After much ranting about dinners we went caving; an overnight drive to the ferry, and a drive up excellent quality roads from Rosslaire to the border (some of them even had more than 1 lane -- in Dublin). Dismay amongst the majority mounted as we trundled along the dirt track to the cottage, leaving civilisation far behind. The cottage (Agnahoo) has character. It also has an outside tap, no electrics (log-fire heating, candle lighting) and no toilet. My comment was "it grows on you". Penny's reply was "only when it's stopped growing on the walls".

After a quick shopping trip into Enniskillen (and a not so quick wait whilst Penny phoned the missus) we headed into Marble Arch -- the local showcave -- to try to find the Royal Holloway group who were digging at the end of the system.

The holiday habit of playing in boulder chokes was initiated but finally we got into the cave only to find the tourist path gated. Paul and I both tried traversing under the walkway but found the climb back up too hard (the alternative was a long swim -- strangely unappealing in furry suits). Common sense, light failure and cold meant that we headed out the way we went in after a lazy intro. trip.

The Holloway group emerged having found a 12 foot loop at the end of Mexican Way and a potential upwards dig in a choke, abandoned as it rather resembled a game of Kerplunk. Introductions were carried out and we all cooked. Some of us ate -- the rest not having the asbestos stomach required for a rather warm dhal.

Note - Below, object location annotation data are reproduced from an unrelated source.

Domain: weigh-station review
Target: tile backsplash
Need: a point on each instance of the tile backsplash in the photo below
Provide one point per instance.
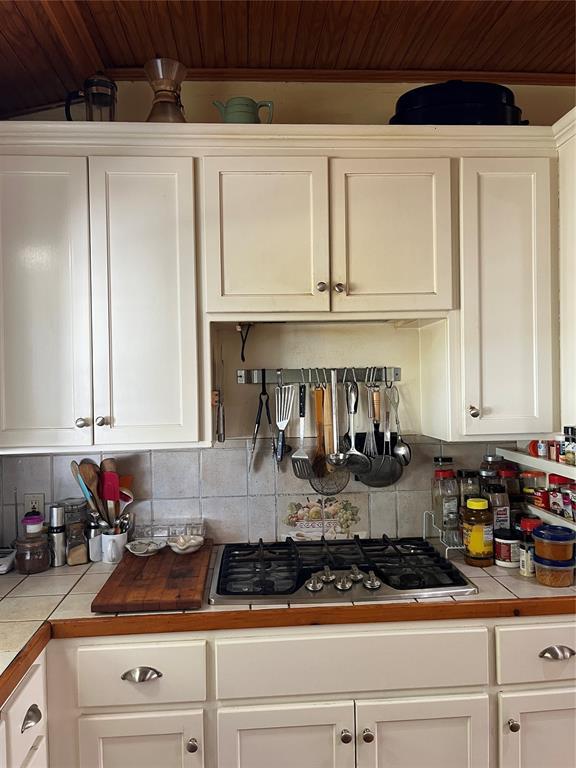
(237, 505)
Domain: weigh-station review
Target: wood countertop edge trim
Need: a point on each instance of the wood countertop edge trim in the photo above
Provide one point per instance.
(18, 667)
(298, 617)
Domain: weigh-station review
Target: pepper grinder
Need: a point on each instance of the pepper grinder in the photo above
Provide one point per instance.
(57, 536)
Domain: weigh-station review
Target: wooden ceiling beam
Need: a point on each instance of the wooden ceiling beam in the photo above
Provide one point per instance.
(253, 74)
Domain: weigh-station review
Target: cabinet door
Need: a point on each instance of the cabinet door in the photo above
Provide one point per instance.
(266, 234)
(143, 739)
(45, 353)
(436, 732)
(391, 234)
(144, 306)
(507, 303)
(286, 736)
(547, 733)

Next day we visited Cascades Rising. The entrance series is low, wet and rather sporting. Finding the way through took a long time, moving quite slowly as all possible dead ends were exhausted. Near the end I dived as usual into a boulder pile whilst everyone else wandered around the outside laughing loudly. The streamway once reached is most impressive with big passage and good formations. After a few deep sections we reached a low crawl. Whilst a discussion on what to do carried on I had a nose and turned back once I saw the sump bypass. It was decided to turn back, as Penny was freezing in borrowed gear consisting of a cardboard (ex-furry) suit and Pete's digging oversuit, several sizes too vast - a whole new experience for "Little" Pete's gear!!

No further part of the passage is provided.